Buddy Raines met with his greatest success training horses for Donald Ross's Brandywine Stable. He had great success with Cochise, winning several important races between 1949 and 1951, including the Massachusetts and Arlington Handicaps and the Saratoga Cup and set or equaled track records at Suffolk Downs and Delaware Park.

In July 1950, with the colt Greek Song, Raines won the Arlington Classic, a race that at the time was one of the most important in America. As a stallion, Greek Song was mated to the mare Lucy Lufton, a granddaughter of the great sire Nearco. Their union produced Greek Money who would give Buddy Raines his most important win in 1962 when the chestnut colt won a U.S. Triple Crown race, the Preakness Stakes.

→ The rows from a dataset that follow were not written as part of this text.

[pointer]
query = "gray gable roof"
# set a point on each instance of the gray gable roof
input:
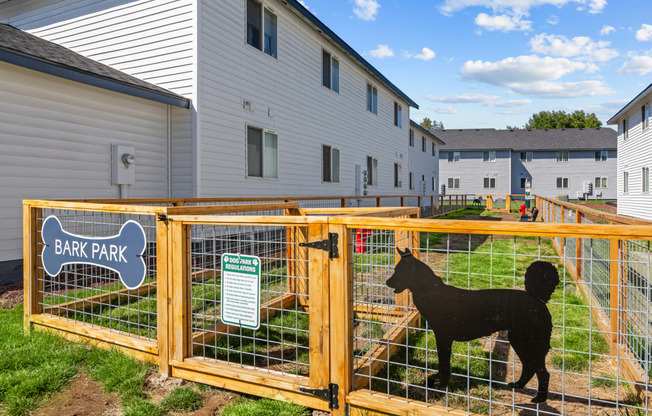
(23, 49)
(524, 140)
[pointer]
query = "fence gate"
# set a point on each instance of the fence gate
(215, 338)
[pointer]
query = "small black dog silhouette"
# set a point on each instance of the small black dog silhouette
(463, 315)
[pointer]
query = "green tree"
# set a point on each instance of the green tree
(562, 120)
(432, 124)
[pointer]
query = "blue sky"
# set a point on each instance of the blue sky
(493, 63)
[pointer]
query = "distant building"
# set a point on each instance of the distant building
(580, 163)
(635, 156)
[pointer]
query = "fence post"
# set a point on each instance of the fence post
(341, 317)
(163, 277)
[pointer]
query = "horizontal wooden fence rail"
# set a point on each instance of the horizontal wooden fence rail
(331, 334)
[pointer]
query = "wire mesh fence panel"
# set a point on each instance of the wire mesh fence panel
(93, 295)
(395, 337)
(281, 343)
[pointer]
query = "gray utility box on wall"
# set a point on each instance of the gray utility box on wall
(123, 165)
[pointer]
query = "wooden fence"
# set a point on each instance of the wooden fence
(332, 337)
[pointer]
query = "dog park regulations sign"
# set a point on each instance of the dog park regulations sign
(240, 295)
(122, 253)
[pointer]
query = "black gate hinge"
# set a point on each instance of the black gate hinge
(329, 245)
(329, 394)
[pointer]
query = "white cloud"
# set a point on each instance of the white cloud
(637, 64)
(581, 47)
(546, 89)
(503, 22)
(553, 20)
(462, 98)
(451, 6)
(527, 68)
(366, 9)
(425, 55)
(446, 110)
(382, 51)
(644, 33)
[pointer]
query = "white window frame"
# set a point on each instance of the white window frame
(335, 164)
(372, 98)
(565, 182)
(489, 182)
(563, 156)
(489, 156)
(601, 156)
(600, 182)
(264, 133)
(261, 37)
(333, 75)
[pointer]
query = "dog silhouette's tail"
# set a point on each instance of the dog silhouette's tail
(541, 278)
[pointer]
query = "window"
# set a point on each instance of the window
(562, 156)
(330, 72)
(645, 179)
(398, 115)
(489, 183)
(262, 153)
(372, 99)
(601, 156)
(453, 156)
(489, 156)
(330, 164)
(600, 182)
(562, 182)
(372, 171)
(453, 183)
(398, 183)
(261, 28)
(645, 116)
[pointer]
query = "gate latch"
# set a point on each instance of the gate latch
(329, 394)
(329, 245)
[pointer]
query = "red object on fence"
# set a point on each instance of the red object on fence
(361, 240)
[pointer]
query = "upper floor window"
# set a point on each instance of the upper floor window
(601, 182)
(601, 156)
(330, 164)
(262, 153)
(398, 183)
(330, 72)
(562, 156)
(645, 179)
(398, 115)
(261, 28)
(372, 99)
(645, 116)
(372, 171)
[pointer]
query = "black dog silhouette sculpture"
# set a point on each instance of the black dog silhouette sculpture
(463, 315)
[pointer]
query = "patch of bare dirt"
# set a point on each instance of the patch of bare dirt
(11, 295)
(83, 397)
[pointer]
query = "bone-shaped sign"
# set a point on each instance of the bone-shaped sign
(122, 253)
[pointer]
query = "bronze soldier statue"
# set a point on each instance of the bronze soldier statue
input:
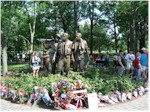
(52, 46)
(64, 53)
(80, 48)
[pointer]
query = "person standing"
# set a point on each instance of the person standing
(107, 59)
(80, 48)
(143, 60)
(52, 46)
(64, 54)
(115, 60)
(137, 65)
(121, 63)
(130, 57)
(35, 63)
(46, 61)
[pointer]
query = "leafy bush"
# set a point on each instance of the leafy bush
(98, 80)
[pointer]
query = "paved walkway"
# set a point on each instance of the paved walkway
(139, 104)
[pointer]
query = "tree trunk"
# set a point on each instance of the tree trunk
(128, 42)
(75, 18)
(4, 55)
(115, 34)
(4, 44)
(142, 34)
(91, 30)
(32, 28)
(131, 33)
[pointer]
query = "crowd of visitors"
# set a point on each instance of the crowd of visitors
(136, 65)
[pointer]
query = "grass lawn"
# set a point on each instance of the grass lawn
(19, 68)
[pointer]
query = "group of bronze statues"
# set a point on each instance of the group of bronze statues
(63, 52)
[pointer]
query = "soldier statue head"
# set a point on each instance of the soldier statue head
(57, 37)
(65, 37)
(78, 36)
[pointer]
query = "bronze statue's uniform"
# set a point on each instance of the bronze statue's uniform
(64, 53)
(80, 49)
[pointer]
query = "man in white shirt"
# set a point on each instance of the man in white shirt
(130, 57)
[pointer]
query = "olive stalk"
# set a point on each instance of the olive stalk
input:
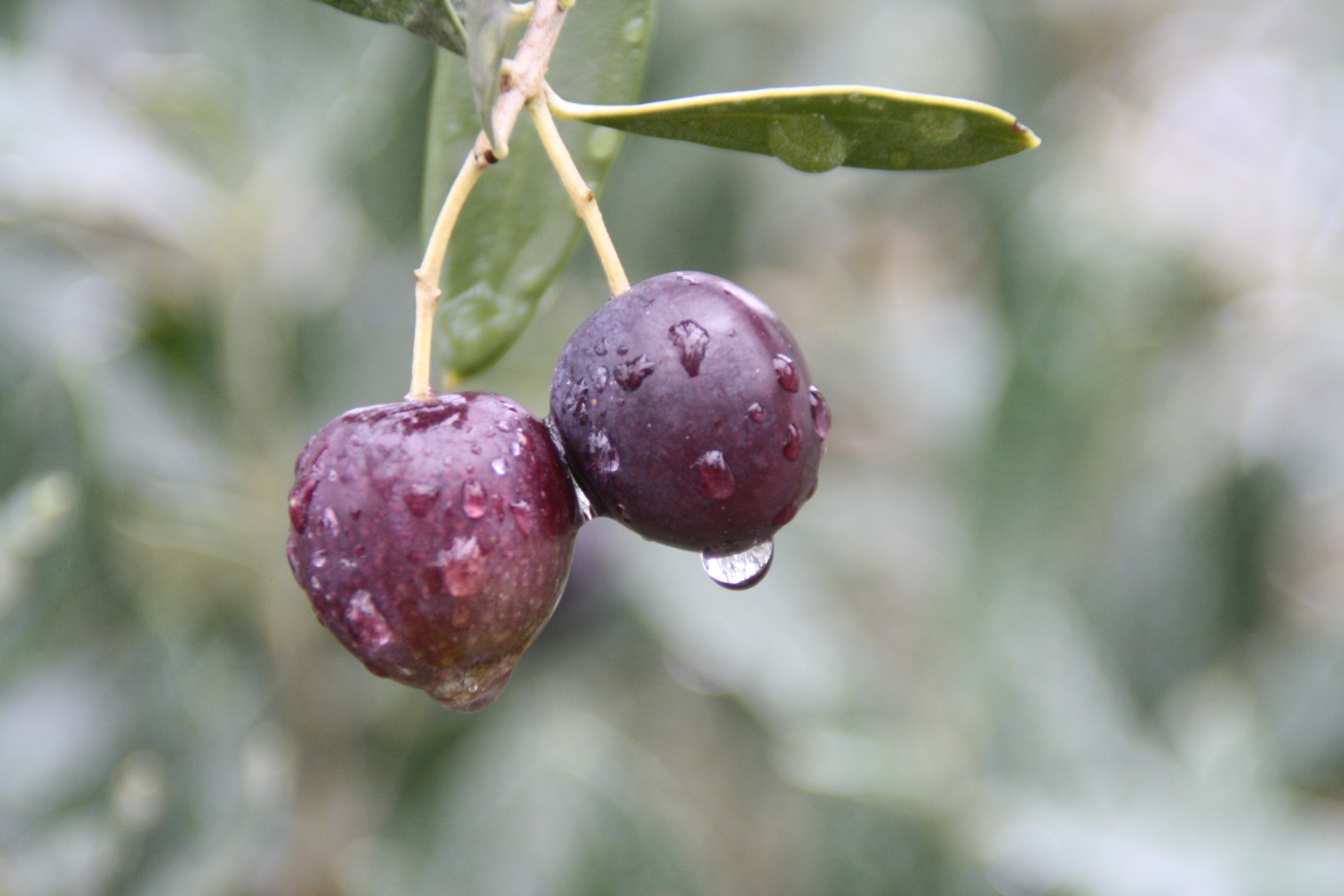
(429, 274)
(585, 203)
(520, 81)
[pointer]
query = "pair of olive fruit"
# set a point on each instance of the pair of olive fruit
(435, 536)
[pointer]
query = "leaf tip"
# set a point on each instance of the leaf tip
(1026, 135)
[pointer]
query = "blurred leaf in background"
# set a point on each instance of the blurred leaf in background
(1064, 618)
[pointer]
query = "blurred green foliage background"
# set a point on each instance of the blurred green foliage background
(1065, 618)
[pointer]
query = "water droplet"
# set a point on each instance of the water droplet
(634, 30)
(474, 500)
(631, 374)
(419, 499)
(807, 143)
(739, 570)
(525, 515)
(793, 445)
(715, 476)
(940, 125)
(605, 458)
(461, 566)
(820, 411)
(691, 340)
(298, 503)
(787, 371)
(602, 145)
(586, 511)
(366, 623)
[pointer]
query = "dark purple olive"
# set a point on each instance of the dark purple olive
(433, 539)
(686, 411)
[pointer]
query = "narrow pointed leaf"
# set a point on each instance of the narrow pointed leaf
(816, 129)
(518, 229)
(491, 27)
(435, 20)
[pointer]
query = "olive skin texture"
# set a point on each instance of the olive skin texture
(435, 539)
(686, 411)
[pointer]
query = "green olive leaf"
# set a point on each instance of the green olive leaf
(816, 129)
(519, 229)
(440, 22)
(493, 26)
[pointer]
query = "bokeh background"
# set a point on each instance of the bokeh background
(1065, 618)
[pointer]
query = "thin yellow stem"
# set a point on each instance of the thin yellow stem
(579, 194)
(432, 268)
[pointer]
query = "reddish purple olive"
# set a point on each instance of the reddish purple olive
(686, 410)
(433, 539)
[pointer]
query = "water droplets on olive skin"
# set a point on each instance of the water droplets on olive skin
(298, 504)
(691, 340)
(701, 440)
(715, 476)
(604, 453)
(741, 570)
(632, 372)
(366, 623)
(419, 499)
(440, 601)
(787, 372)
(461, 566)
(820, 411)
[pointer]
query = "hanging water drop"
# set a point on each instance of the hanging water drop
(585, 506)
(741, 570)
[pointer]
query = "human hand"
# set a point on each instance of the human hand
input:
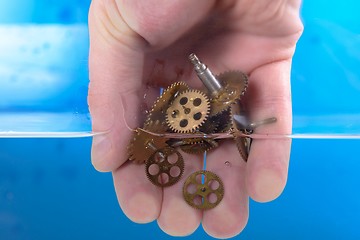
(129, 38)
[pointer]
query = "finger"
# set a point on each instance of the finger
(120, 31)
(115, 82)
(229, 218)
(177, 218)
(268, 160)
(139, 199)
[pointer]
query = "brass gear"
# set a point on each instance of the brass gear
(188, 111)
(163, 171)
(235, 85)
(143, 145)
(158, 111)
(205, 194)
(198, 145)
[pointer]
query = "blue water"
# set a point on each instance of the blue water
(49, 190)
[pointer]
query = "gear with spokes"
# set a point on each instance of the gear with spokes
(203, 190)
(188, 111)
(147, 142)
(165, 167)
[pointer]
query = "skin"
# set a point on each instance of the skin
(142, 42)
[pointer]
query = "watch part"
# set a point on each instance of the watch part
(143, 145)
(165, 167)
(158, 111)
(203, 190)
(188, 111)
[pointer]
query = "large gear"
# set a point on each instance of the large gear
(165, 167)
(203, 190)
(143, 145)
(188, 111)
(158, 111)
(235, 85)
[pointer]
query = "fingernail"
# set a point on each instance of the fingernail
(101, 145)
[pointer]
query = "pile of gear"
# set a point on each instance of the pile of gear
(184, 118)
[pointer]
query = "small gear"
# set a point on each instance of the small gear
(188, 111)
(198, 145)
(156, 127)
(158, 111)
(143, 145)
(165, 167)
(235, 85)
(203, 190)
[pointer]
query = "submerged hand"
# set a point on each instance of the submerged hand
(129, 38)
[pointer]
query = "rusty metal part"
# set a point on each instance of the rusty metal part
(188, 111)
(143, 145)
(242, 143)
(198, 145)
(235, 85)
(158, 111)
(203, 190)
(165, 167)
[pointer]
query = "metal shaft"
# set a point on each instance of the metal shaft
(205, 75)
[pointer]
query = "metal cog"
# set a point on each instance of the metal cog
(143, 145)
(188, 111)
(235, 85)
(157, 112)
(162, 169)
(156, 127)
(205, 194)
(199, 145)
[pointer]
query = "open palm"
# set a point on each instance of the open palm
(137, 43)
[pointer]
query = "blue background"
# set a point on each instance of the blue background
(49, 190)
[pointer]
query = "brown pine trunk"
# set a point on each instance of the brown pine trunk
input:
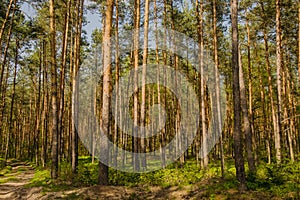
(105, 120)
(54, 129)
(238, 145)
(298, 41)
(217, 85)
(145, 56)
(136, 160)
(278, 66)
(5, 20)
(246, 120)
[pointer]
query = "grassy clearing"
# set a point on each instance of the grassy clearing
(269, 181)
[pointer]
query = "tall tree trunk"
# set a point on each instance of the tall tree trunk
(299, 42)
(199, 13)
(78, 24)
(264, 112)
(11, 130)
(54, 130)
(250, 91)
(5, 19)
(238, 146)
(117, 116)
(105, 120)
(247, 127)
(278, 66)
(136, 160)
(61, 94)
(145, 56)
(217, 85)
(273, 111)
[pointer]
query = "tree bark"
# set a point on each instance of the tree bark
(238, 146)
(136, 160)
(54, 129)
(145, 56)
(278, 66)
(247, 127)
(106, 98)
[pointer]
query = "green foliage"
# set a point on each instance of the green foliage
(41, 178)
(280, 180)
(6, 170)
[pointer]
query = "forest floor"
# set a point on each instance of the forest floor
(16, 179)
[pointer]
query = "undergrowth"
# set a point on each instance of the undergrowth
(280, 181)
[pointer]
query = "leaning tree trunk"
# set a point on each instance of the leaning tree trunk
(238, 146)
(105, 120)
(278, 66)
(247, 127)
(54, 130)
(145, 52)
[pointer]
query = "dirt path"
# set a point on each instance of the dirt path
(14, 185)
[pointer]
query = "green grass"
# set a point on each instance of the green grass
(9, 179)
(281, 181)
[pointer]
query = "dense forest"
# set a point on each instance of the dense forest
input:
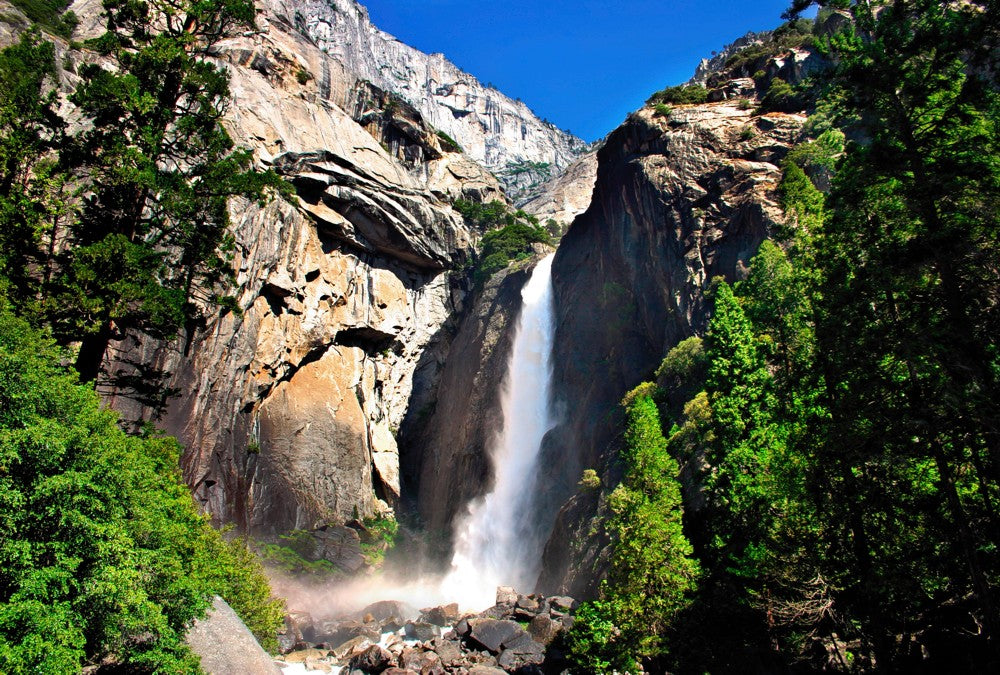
(116, 223)
(838, 422)
(814, 484)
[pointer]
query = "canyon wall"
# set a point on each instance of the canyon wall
(289, 408)
(680, 199)
(501, 133)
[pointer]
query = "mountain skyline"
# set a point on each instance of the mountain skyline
(601, 63)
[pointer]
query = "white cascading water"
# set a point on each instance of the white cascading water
(497, 543)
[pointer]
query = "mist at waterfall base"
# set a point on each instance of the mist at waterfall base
(497, 541)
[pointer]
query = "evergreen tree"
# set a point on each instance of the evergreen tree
(102, 550)
(151, 245)
(29, 130)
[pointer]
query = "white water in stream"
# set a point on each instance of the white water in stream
(497, 542)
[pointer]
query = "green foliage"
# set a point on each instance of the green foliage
(590, 480)
(29, 187)
(150, 250)
(781, 97)
(652, 572)
(511, 242)
(448, 143)
(662, 110)
(595, 643)
(102, 550)
(379, 536)
(50, 15)
(303, 76)
(295, 555)
(680, 95)
(796, 33)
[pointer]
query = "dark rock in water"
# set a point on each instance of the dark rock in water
(494, 634)
(341, 546)
(562, 603)
(226, 646)
(543, 629)
(486, 670)
(528, 603)
(347, 649)
(448, 651)
(336, 633)
(299, 630)
(391, 610)
(373, 660)
(421, 631)
(444, 615)
(506, 595)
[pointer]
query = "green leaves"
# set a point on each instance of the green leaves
(102, 551)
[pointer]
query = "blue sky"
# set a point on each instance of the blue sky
(582, 64)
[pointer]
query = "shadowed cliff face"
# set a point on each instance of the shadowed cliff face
(679, 199)
(289, 410)
(445, 451)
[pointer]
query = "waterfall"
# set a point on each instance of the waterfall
(497, 542)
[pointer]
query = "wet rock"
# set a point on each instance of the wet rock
(562, 603)
(506, 595)
(444, 615)
(419, 630)
(543, 629)
(304, 655)
(391, 610)
(348, 649)
(528, 603)
(485, 670)
(494, 634)
(226, 646)
(448, 651)
(372, 661)
(338, 632)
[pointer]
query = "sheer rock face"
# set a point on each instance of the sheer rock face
(499, 132)
(448, 437)
(288, 410)
(566, 196)
(678, 201)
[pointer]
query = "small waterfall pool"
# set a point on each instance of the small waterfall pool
(497, 542)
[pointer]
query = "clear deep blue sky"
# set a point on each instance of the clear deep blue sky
(582, 64)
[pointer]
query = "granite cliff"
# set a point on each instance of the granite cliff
(288, 408)
(501, 133)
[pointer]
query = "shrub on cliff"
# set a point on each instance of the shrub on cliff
(680, 95)
(102, 550)
(653, 571)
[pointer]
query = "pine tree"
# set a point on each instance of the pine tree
(151, 244)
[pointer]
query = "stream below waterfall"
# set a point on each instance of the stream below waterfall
(497, 542)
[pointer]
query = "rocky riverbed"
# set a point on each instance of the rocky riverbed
(519, 634)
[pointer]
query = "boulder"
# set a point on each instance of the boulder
(506, 595)
(543, 629)
(372, 661)
(495, 634)
(562, 603)
(444, 615)
(338, 632)
(420, 630)
(391, 610)
(226, 646)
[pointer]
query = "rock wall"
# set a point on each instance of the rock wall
(679, 200)
(446, 439)
(502, 134)
(566, 196)
(289, 409)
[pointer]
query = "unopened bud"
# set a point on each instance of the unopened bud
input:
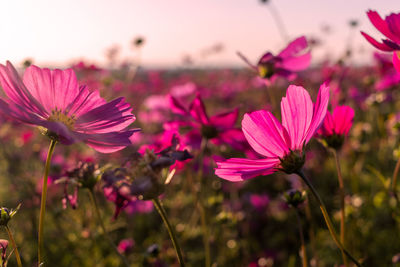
(295, 197)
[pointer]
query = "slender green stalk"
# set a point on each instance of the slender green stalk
(17, 256)
(43, 201)
(103, 228)
(278, 21)
(327, 219)
(201, 207)
(157, 203)
(342, 206)
(303, 245)
(311, 232)
(394, 180)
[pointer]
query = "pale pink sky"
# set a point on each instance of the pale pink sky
(56, 32)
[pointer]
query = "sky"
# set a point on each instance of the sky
(57, 33)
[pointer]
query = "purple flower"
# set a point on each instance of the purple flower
(54, 101)
(290, 60)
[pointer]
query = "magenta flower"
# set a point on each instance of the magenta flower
(282, 145)
(391, 29)
(126, 245)
(219, 129)
(290, 60)
(337, 123)
(54, 101)
(336, 126)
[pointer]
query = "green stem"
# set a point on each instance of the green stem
(103, 228)
(394, 180)
(327, 219)
(157, 203)
(43, 201)
(303, 245)
(17, 256)
(342, 206)
(201, 207)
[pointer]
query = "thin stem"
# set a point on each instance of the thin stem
(201, 207)
(43, 201)
(327, 219)
(103, 228)
(394, 179)
(157, 203)
(342, 206)
(303, 245)
(279, 22)
(17, 256)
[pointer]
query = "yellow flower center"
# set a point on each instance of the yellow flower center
(60, 116)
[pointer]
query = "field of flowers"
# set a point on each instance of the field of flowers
(278, 163)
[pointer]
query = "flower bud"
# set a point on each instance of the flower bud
(295, 197)
(293, 162)
(4, 216)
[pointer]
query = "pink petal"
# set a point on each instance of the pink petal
(382, 25)
(238, 169)
(295, 47)
(225, 120)
(198, 111)
(297, 63)
(84, 102)
(113, 116)
(319, 111)
(54, 89)
(108, 142)
(297, 112)
(343, 119)
(176, 106)
(393, 22)
(380, 46)
(396, 60)
(17, 92)
(327, 128)
(265, 134)
(246, 60)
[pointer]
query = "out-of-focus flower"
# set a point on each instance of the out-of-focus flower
(219, 129)
(125, 245)
(259, 202)
(388, 76)
(290, 60)
(390, 28)
(65, 111)
(169, 142)
(282, 145)
(295, 197)
(142, 180)
(336, 126)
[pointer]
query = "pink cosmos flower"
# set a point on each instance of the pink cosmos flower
(54, 101)
(126, 245)
(336, 126)
(337, 123)
(391, 29)
(219, 129)
(290, 60)
(282, 145)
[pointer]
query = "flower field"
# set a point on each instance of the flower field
(285, 161)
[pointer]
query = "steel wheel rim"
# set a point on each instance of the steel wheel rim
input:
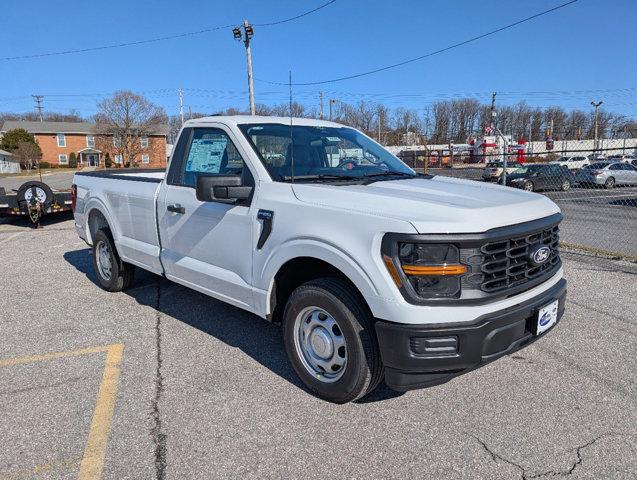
(103, 259)
(320, 344)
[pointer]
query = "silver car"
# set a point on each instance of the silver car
(608, 174)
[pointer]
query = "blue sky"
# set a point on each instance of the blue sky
(558, 59)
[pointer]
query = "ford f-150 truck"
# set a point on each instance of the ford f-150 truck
(376, 273)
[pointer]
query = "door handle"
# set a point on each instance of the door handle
(176, 208)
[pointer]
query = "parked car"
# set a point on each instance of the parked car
(541, 177)
(373, 271)
(597, 157)
(608, 174)
(493, 170)
(572, 162)
(622, 158)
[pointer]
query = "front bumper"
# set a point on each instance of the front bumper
(408, 366)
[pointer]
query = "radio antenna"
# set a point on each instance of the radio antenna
(291, 137)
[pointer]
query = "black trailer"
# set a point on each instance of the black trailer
(34, 199)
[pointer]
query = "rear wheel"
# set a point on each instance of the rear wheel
(113, 274)
(330, 340)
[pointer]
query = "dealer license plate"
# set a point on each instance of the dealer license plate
(547, 317)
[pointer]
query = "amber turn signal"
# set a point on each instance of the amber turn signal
(434, 270)
(392, 271)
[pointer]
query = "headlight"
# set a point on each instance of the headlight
(425, 270)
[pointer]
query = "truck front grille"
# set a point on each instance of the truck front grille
(506, 263)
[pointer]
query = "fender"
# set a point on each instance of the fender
(95, 203)
(312, 248)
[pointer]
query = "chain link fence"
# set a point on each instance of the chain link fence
(594, 184)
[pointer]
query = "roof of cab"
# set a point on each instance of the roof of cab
(253, 119)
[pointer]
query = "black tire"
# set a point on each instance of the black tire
(363, 371)
(26, 186)
(121, 273)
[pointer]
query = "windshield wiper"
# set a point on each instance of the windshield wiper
(390, 174)
(373, 177)
(322, 176)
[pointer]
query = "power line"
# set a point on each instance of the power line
(430, 54)
(296, 17)
(156, 39)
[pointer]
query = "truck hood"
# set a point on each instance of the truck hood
(436, 205)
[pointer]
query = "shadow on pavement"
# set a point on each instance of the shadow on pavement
(624, 202)
(237, 328)
(47, 221)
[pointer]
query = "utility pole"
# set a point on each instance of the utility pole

In 1966, Raines conditioned Open Fire to a Champion season. The daughter of Brandywine Stable's Cochise, Open Fire won the Delaware Handicap, the Spinster Stakes as well as the Diana Handicap en route to being voted Co-U.S. Champion Older Mare.

On a personal basis, Buddy Raines played a major role in the rearing of his grandsons John and Mike Luzzi who both became jockeys. One of the family's great memories came in 1991 when the eighty-year-old Raines saddled Timely Warning and watched as grandson Mike Luzzi won the Maryland Million Classic and the Brooklyn Handicap.

In 1996 Monmouth Park began awarding the Virgil W. Raines Distinguished Achievement Award which honors an owner or trainer who has shown a dedication to the sport of Thoroughbred racing through exemplary conduct demonstrating professionalism and integrity.

Buddy Raines was residing in Aiken, South Carolina at the time of his death in 2000. He was nominated for induction in the National Museum of Racing and Hall of Fame in 2006. In 2008, Raines was inducted posthumously in the Delaware Park Wall of Fame.